Por Lais Monteiro

A criatividade para gerar renda sempre esteve presente na vida do negro. Na comunidade, a necessidade financeira ultrapassa o simples sonho de trabalhar por conta própria, atingindo a costureira, o camelô, a psicóloga, o barbeiro, a manicure ou o engenheiro, que algumas vezes podem não nomear a atividade de fato, mas são empreendedores.

A periferia é uma maternidade de ideias empresariais, segundo dados do SEBRAE, entre 2002 e 2012, o número de negros à frente de empreendimentos cresceu 27%, atualmente, 51% dos empreendedores brasileiros são negros. Mas empreender no Brasil sendo negro não é uma tarefa simples, a difícil realidade e consequentemente as oportunidades são distintas de outros empreendedores, por isso, a importância e necessidade do afroempreendedorismo, que valoriza narrativas negras que empreendem e desenvolvem negócios apesar de não ter privilégios sociais que impulsionam os mesmos.

A partir do afroempreendedorismo pessoas que são prejudicadas pelos processos históricos do país, encontram uma maneira de se entender de fato como empreendedor e então desenvolver processos de fortalecimento cultural e financeiro para a comunidade negra.Nos últimos 13 anos o aumento na atividade foi de mais de 46%.

Produtos e serviços oferecido por grandes empresas, em sua maioria das vezes, não atendem as necessidades do consumidor negro, tendo em vista o poder de consumo da população dessa população, que atualmente movimenta 1,6 trilhão de reais por ano, conseguimos compreender importância dos afroempreendedores.

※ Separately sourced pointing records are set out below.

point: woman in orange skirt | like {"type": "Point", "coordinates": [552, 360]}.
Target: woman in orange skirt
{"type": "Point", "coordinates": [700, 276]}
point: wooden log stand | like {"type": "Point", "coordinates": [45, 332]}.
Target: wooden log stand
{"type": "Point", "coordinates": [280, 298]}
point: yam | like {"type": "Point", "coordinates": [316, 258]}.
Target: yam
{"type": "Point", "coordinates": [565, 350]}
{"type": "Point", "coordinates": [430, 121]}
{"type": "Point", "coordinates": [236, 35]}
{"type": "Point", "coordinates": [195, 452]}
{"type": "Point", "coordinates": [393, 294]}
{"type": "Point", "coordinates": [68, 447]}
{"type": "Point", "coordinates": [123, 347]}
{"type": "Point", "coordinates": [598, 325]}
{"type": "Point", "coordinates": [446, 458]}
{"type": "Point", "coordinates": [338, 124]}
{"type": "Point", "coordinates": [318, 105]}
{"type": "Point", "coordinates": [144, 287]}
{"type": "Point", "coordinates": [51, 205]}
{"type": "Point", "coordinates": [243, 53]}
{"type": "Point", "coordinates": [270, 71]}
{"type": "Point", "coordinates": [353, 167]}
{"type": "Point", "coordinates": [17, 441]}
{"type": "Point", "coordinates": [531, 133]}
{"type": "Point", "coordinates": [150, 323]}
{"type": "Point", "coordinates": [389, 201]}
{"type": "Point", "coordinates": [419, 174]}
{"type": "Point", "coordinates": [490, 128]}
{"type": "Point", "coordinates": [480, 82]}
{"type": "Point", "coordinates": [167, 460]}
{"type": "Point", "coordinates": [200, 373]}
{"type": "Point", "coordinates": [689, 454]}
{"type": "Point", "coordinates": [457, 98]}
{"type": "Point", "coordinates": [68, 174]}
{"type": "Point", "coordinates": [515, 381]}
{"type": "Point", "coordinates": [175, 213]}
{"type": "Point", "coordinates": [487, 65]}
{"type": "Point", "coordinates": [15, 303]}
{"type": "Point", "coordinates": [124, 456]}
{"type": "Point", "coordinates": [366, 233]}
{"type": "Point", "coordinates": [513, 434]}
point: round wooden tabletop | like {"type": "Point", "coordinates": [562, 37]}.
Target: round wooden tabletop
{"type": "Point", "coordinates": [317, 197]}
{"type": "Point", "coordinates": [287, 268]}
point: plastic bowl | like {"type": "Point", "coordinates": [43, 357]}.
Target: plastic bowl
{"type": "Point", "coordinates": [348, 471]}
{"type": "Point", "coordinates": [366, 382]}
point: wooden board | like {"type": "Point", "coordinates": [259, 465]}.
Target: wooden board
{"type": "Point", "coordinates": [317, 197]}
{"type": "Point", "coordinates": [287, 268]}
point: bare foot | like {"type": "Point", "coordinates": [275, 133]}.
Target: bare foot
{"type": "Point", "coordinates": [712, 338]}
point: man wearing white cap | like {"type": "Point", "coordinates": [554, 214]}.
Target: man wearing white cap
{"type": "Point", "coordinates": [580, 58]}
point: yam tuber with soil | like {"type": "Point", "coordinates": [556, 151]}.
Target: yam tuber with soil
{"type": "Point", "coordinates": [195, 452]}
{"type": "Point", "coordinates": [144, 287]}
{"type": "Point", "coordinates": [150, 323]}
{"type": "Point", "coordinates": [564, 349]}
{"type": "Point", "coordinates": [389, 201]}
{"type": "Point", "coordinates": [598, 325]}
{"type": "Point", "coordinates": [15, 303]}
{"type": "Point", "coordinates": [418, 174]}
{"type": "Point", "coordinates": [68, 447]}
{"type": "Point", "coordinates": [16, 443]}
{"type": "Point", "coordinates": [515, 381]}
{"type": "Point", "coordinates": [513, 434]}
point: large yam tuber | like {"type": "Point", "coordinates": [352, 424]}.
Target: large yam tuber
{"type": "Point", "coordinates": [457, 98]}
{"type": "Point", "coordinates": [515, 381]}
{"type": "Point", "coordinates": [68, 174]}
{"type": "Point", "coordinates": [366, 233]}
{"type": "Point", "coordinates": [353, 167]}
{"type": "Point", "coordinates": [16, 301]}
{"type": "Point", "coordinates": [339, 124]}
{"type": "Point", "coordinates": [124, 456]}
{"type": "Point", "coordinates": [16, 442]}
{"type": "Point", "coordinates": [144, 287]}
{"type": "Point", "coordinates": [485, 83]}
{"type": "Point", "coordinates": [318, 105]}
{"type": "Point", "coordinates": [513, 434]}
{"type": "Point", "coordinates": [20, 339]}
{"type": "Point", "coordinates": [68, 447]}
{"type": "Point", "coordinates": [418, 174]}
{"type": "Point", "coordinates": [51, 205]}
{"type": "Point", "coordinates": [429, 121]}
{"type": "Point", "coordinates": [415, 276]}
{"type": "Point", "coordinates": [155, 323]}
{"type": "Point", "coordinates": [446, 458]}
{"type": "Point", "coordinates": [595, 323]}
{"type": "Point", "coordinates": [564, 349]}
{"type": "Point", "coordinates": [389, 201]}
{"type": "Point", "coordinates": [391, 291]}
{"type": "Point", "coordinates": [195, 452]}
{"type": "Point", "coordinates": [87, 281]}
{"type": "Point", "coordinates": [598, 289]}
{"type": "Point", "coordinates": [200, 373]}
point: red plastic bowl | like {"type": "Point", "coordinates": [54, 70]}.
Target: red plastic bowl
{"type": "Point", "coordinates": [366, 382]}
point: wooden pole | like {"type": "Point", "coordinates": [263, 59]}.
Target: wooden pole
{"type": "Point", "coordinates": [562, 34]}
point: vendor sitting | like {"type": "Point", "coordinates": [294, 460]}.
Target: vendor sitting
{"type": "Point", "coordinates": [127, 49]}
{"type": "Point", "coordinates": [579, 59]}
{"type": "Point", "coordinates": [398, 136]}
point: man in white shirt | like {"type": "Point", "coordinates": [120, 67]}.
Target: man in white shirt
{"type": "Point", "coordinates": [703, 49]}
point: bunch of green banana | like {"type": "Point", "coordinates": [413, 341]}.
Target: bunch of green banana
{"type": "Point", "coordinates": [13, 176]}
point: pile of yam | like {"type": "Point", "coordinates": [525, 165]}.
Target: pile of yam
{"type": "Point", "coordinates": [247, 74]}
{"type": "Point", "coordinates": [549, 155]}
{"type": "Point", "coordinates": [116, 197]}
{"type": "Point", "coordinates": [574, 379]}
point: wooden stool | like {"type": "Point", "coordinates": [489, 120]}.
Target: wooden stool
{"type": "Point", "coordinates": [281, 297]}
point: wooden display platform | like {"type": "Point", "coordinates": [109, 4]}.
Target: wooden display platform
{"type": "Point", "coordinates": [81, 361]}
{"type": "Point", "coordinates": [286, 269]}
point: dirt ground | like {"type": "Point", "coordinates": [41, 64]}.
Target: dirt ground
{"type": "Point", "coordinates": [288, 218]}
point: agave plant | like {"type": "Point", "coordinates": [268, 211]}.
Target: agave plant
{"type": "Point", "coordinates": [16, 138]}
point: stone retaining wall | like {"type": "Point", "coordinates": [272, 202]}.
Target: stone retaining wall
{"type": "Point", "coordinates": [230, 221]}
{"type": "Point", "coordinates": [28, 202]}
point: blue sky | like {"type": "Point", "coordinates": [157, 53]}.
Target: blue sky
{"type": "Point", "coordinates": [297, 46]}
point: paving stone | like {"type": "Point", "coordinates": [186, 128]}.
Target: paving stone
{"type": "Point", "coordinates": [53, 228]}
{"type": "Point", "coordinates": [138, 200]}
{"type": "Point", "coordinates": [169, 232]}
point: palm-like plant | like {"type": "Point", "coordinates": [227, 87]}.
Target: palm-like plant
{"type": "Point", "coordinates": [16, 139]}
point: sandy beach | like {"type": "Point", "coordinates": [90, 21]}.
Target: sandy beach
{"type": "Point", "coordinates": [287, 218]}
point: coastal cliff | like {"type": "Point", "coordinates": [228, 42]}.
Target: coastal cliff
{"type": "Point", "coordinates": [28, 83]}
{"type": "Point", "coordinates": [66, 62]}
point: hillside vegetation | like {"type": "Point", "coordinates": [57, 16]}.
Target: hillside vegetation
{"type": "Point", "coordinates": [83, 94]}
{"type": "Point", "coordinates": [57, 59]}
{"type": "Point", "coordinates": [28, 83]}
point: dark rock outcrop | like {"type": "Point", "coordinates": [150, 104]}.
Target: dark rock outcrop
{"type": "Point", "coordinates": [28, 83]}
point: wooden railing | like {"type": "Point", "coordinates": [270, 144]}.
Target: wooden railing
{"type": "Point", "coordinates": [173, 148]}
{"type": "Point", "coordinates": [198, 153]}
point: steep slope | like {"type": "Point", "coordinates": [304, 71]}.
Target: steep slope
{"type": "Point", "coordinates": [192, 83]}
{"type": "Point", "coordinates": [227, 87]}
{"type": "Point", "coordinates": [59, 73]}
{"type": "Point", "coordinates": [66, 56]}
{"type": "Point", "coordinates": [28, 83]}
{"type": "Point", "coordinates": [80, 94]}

Segundo pesquisa publicada pela Instituto Etnus em 2016, sobre hábitos de consumo dos afrodescendentes da cidade de São Paulo, 42% dos entrevistados consumiram de marcas independentes de roupas de afroempreendedores no ano de 2015. Entre as diversas dificuldades encontradas pelo consumidor negro, está a de encontrar produtos e serviços que sejam pensados para eles e para atender suas necessidades. Na pesquisa da Etnus, os consumidores relatam que não encontram nas grandes empresas de roupas um bom caimento e as estampas e cores não agradam o imaginário dessas pessoas. Já os afroempreendedores contemplam esses desejos citados.

Com afroempreendedores os consumidores negros deixam de ser invisíveis. Um exemplo disso é um dos diferenciais mais importantes do Clube da Preta, que são os produtos produzidos e pensados por empreendedores negros, mais que apenas fazer do público objeto de estudo, os fornecedores do clube têm a vivência e entendem a realidade e os gostos do consumidor negro, porque produzem a partir de suas próprias experiências. Além disso, protagonismo negro é valorizado em todas as áreas, da produção,  das vendas, até as campanhas de marketing, formando uma rede de fortalecimento cultural e financeiro. É o verdadeiro significado da filosofia africana ubuntu, que significa “eu sou porque nós somos”.